Brian Grunkemeyer, Founder &CEO
The world seems to be converging at electric vehicles (EVs), which is seen as the panacea to global greenhouse gas emissions. On the flip side, the sudden spike in the number of EVs has put a huge burden on grid systems. To alleviate the challenges and maintain a continuous energy flow, governments are getting to grips with the new and emerging concept termed managed charging, which promises to tackle the electric infrastructure inadequacies. With EV chargers on their way to outnumber gas stations in developed countries, managed charging allows harnessing of the chargers for the benefit of the grid and consumers. That said, technology gaps in the current EV ecosystem hamper the effectiveness of managed charging. Redmond, WA-based FlexCharging has come up with an antidote to the EV predicaments. FlexCharging’s intelligent charging application seamlessly manages EV charging needs, including load shifting and smart charging capabilities to lessen the pressure on grids. FlexCharging provides electric utilities and car owners with tools to shift EV charging to off-peak hours while catering to drivers’ needs.
FlexCharging’s app helps electric car owners save money and reduce carbon emissions by charging at the right times of day. The right time is identified by analyzing the charging data and deducing patterns from the time of charge perspective. The app strikes the right chord with both drivers and utilities through its preparedness in the face of a sudden disaster. For instance, if a utility reports a power shortage, FlexCharging can shift charging to the best time available while still ensuring there’s enough energy in the car’s battery to accomplish daily tasks.
“Our app aggregates data from EVs located in offices and residences and manages charging schedules for time-of-use rates, peak demand, and ramp rates,” says Brian Grunkemeyer, CEO of FlexCharging.
FlexCharging proves valuable in saving cost for drivers. If a utility charges based on time-of-use rates, the firm handles the complexity for the driver to save drivers money. On the other hand, it also helps the utilities better integrate renewable energy, conduct energy price arbitrage, and reduce their carbon emissions while engaging with drivers in an intuitive way.
Companies approaching smart charging from a hardware perspective often find several roadblocks along the journey. As some EVs can plug into a NEMA 14-50 adapter for charging with their mobile charging connectors, utilities resort to installing often-redundant networked EV chargers at owners’ homes, which is capital inefficient. FlexCharging’s app moves away from this traditional approach by connecting to a car’s APIs created by the automakers for their mobile apps. The app uses API’s as the control pathway to the car which is protected by the automaker’s security architecture. It can also get dynamic signals from utilities and carbon emissions forecast from utilities or a trusted third party like WattTime.

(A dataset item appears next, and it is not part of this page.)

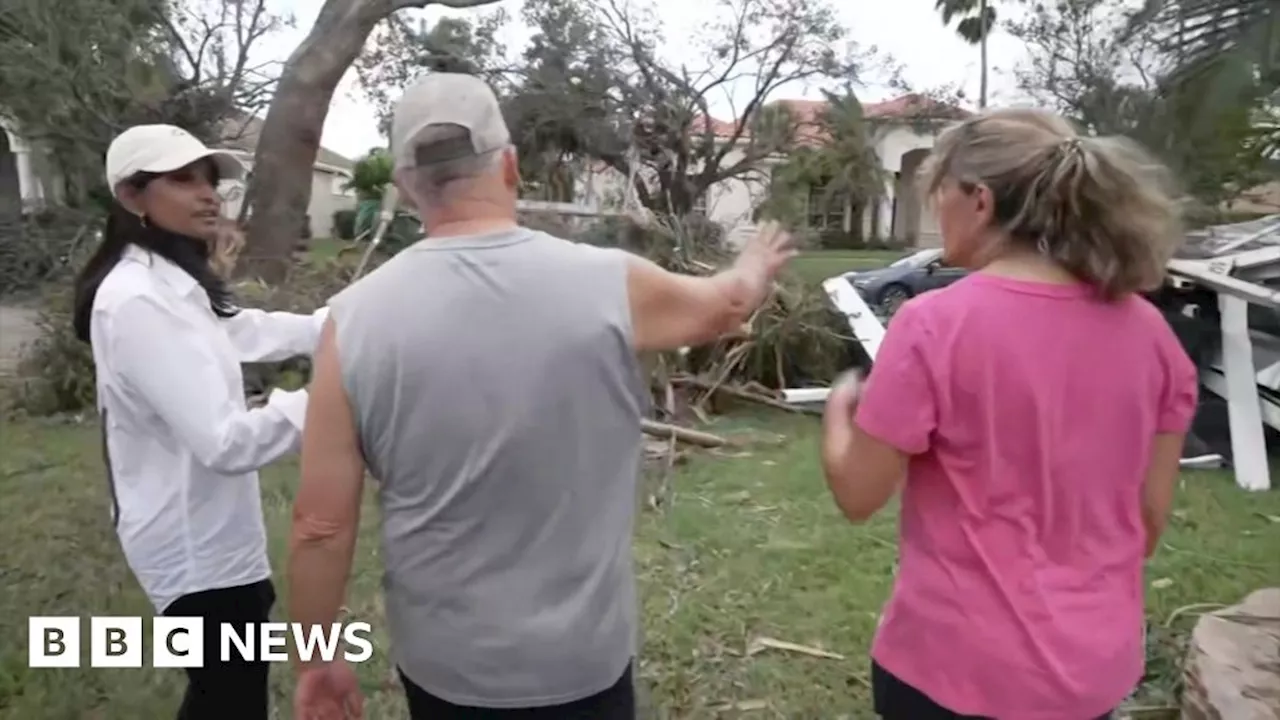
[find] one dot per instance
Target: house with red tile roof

Our app aggregates data from EVs located in offices and residences and manages charging schedules for time-of-use rates, peak demand, and ramp rates
In a case study, one electric utility provider near San Francisco faced an unforeseen challenge when they evaluated EV charging in their service territory. Without the means to measure EV charging, it decided to engage FlexCharging to address the situation. FlexCharging assessed the client’s infrastructure and found a surprising amount of Level 1 charging in their service territory. It enabled the client to shift the load as much as possible to meet the utility goals. The firm provided more critical insights into program design and helped the client develop the same. In the coming days, the client is expected to roll out a program to all their drivers, which will help meeting residential and workplace charging needs without installing custom hardware in the car or replacing a charger.
Marching ahead, FlexCharging is looking forward to enabling carbon-optimized charging in 2021, extending its value from just saving money to saving the environment as well. “We are also collecting data in Australia right now as part of a pilot project with a utility funded by Australian Renewable Energy Agency and we plan to branch out to Canada and Europe,” ends Grunkemeyer.